Family law’s reliance on empirical evidence is not going away. Nor should it. Using empirical evidence to inform difficult policy choices and evaluate different legal rules is and should be an integral component of good governance. But the empirical turn also presents considerable cause for concern. Beyond the oft-cited issues of data reliability and the ability of legal actors to use empirical evidence appropriately, there are fundamental concerns that empirical evidence focuses attention on outcomes rather than on competing values, cloaks normative judgments, and risks replicating historical, state-sponsored discrimination.
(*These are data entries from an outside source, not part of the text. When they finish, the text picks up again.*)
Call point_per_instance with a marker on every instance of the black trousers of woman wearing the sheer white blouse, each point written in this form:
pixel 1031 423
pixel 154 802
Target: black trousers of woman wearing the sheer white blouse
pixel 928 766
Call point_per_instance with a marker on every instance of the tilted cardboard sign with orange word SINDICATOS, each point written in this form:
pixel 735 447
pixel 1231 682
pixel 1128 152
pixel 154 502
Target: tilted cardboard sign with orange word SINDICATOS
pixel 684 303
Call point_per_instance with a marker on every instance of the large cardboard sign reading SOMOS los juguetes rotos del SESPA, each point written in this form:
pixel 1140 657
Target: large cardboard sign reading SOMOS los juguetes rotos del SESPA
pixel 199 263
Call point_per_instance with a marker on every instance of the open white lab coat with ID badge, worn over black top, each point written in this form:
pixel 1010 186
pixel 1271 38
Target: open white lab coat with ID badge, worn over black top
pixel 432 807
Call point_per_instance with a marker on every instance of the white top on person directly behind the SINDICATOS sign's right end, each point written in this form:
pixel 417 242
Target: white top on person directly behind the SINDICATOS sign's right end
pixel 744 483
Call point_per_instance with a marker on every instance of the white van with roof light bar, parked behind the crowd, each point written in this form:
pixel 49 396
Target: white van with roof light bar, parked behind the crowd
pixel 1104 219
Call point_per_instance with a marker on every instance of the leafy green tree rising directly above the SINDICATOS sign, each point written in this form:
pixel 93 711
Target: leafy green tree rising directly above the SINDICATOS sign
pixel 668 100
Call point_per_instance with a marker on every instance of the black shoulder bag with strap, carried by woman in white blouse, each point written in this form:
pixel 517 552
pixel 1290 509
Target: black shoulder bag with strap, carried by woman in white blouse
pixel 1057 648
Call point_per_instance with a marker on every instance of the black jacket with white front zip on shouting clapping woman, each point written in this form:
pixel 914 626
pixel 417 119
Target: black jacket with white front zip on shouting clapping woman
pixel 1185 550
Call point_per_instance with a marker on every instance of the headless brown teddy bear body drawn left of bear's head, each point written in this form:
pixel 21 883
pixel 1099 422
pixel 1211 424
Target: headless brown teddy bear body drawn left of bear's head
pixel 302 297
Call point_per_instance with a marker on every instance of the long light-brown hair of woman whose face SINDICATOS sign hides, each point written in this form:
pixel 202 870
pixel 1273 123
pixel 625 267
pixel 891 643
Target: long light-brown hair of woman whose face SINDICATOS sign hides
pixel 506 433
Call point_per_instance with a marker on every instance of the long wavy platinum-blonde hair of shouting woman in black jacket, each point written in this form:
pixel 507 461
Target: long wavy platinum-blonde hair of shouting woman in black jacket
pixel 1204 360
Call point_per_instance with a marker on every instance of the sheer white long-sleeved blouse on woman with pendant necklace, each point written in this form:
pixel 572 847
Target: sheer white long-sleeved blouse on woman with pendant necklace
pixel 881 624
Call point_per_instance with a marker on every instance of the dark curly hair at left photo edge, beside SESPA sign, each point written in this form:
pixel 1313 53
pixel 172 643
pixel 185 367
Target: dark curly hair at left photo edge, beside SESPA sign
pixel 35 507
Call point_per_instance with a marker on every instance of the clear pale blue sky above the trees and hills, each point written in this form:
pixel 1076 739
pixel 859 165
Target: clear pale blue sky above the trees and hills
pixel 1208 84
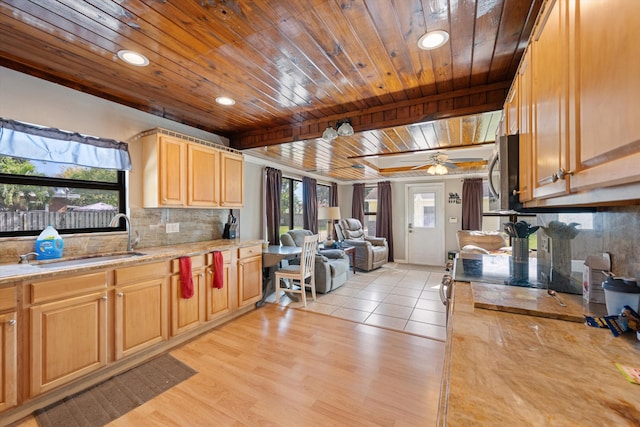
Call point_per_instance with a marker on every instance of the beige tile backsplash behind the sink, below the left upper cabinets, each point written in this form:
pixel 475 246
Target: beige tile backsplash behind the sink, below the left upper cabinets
pixel 195 225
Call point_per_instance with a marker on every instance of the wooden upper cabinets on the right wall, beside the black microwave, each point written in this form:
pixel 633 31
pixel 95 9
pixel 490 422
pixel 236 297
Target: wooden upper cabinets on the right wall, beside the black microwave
pixel 576 92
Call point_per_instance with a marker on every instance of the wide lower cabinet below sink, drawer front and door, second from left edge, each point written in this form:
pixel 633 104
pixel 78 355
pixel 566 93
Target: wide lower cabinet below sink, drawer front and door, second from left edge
pixel 68 329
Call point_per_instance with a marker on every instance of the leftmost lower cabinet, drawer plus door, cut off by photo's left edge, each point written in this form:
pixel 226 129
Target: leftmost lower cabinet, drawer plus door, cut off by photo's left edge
pixel 8 349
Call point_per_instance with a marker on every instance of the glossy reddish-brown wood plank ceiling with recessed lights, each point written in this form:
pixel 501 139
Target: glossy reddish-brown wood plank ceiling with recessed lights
pixel 293 68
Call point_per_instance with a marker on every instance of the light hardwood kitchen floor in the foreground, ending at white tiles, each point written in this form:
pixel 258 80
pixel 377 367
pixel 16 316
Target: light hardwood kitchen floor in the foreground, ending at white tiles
pixel 278 366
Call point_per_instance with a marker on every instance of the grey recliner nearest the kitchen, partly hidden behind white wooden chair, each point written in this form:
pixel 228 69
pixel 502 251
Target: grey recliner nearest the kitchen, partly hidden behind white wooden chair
pixel 331 265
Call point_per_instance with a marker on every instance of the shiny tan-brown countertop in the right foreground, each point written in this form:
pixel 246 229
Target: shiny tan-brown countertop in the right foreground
pixel 504 368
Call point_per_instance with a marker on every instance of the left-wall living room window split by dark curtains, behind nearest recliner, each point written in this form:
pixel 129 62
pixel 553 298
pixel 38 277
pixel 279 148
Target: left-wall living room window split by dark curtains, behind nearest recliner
pixel 291 205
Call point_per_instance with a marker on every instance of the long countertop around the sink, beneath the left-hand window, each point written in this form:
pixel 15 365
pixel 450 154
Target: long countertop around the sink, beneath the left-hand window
pixel 11 273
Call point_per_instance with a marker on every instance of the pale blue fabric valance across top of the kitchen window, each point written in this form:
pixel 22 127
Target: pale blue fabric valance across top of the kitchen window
pixel 32 142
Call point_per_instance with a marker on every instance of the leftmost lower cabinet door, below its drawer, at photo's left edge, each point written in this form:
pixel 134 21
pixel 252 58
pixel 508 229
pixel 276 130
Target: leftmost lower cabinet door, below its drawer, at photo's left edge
pixel 8 361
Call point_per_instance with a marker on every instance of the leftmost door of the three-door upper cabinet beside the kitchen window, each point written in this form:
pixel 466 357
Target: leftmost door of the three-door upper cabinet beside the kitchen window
pixel 172 171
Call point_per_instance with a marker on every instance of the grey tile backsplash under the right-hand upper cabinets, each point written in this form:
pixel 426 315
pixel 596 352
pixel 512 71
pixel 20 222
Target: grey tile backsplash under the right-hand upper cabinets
pixel 614 230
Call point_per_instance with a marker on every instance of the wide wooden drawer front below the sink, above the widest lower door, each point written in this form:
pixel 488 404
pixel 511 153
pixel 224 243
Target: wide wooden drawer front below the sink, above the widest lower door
pixel 67 286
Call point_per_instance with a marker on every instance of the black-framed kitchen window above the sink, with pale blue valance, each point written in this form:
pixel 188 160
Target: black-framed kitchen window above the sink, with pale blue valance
pixel 51 177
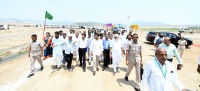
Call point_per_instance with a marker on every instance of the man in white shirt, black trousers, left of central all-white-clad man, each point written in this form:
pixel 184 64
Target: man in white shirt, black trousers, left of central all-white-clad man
pixel 82 51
To address these issues while also capturing the benefits of empirical evidence, this Essay has proposed a framework to guide the use of empirical evidence. This evidence has utility, but decisionmakers in family law must preserve space for debating values, avoid using evidence to claim neutrality, and be wary about the potential for reinscribing dis­crimination. When empirical evidence is relevant, more effective gatekeeping mechanisms across the institutions of family law are critical, as is closer attention to the ways empirical evidence can compound the legal salience of intersecting identities. Finally, family law scholars should continue to play an active role in the translation of empirical evidence into legal rules and policies.

By identifying the trend toward increased use of empirical analysis, and discussing its potential benefits and drawbacks, it is possible to chart a better course for the use of empirical evidence in family law. Using empirical evidence when appropriate, but cabining it when necessary, creates a more effective but also a more balanced and inclusive family law, benefiting individuals, families, and society as a whole.